Here’s a look at four effective strategies for healthy drivers:
- Create a healthy culture
- Adopt smarter scheduling
- Explore digital solutions
- Tackle stress factors
1. Create a healthy culture
The importance of providing a safe working environment for drivers and the potential benefits it delivers help to justify adopting a proactive approach to health and well-being.
Businesses need to incentivise healthy practices and look for ways that healthy choices can be promoted and supported throughout an organisation. This could be introducing walk-to-work and cycle schemes or supporting physically active teams and clubs.
Even something simple, such as providing mobile workers with access to free fruit, can have an impact. Making sure people have access to healthy eating options is particularly important for employees who spend their time on the road.
It’s by taking a holistic approach that the ‘culture’ of an organisation can start to change. Making healthy and active options the norm within a workplace.
2. Adopt smarter scheduling
When drivers are stressed, tired and rushing to meet deadlines - the health and safety risks are significantly increased. It’s not just the immediate danger of an accident but also the longer term impact of working in stressful conditions.
For managers of mobile workers, trying to maintain operational efficiency while shielding employees from unnecessary risks is a constant challenge. It’s reflected in the tough decisions that have to be made when creating schedules and task lists.
But this is one area where the tools available to schedulers have been transformed by the use of cloud-based management methods. Systems such as MyMobileWorkers combine real-time data with GPS tracking to provide accurate operational data.
It allows scheduling to better reflect the real-world practicalities of road users, with rest breaks and realistic travel times based on real-time data being integrated into workflow.
3. Explore digital solutions
One of the management challenges posed by mobile working is the remote nature of the work. How do you monitor employees’ health and wellbeing when they’re spending the majority of their time out in the field?
It’s a problem where technology has some interesting solutions. One of these is the use of wearable tracking devices to encourage physical activity for workers who spend large amounts of time behind the wheel.
Devices such as the FitBit are already being used by haulage and bus companies to incentivise drivers to take more active breaks during the day. There are also a whole range of smartphone apps now available to monitor areas such as fatigue, stress levels and blood pressure.
While these are no replacement for human perception, they provide additional tools to help monitor health and well-being.
4. Tackle stress factors
While it’s not ‘reasonably practicable’ to eliminate stress from mobile working, it is something that needs to be constantly monitored.
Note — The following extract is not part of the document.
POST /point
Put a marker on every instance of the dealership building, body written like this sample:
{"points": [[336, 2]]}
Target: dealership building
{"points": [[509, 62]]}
The pressure to meet deadlines while negotiating a congested road network can have a damaging impact on health and wellbeing.
While smarter scheduling plays an important role, it also requires an organisational environment in which workers are able to talk about issues. And the ability to talk to somebody is often difficult for mobile workers who are operating remotely.
It makes it especially important to create situations where they can raise concerns and share problems. There also needs to a structure to ensure that legitimate concerns are properly addressed.
Many companies are now using video conferencing tools such as Google Hangouts and Skype to provide a quick and convenient way for face-to-face chats between team members.
What have we learned?
Staying healthy and safe really isn't easy for commercial drivers but there's lots that managers can do to help minimise the risks.
The benefits of doing so are straightforward: it leads to better driver health, less sickness and more energy for both work and play.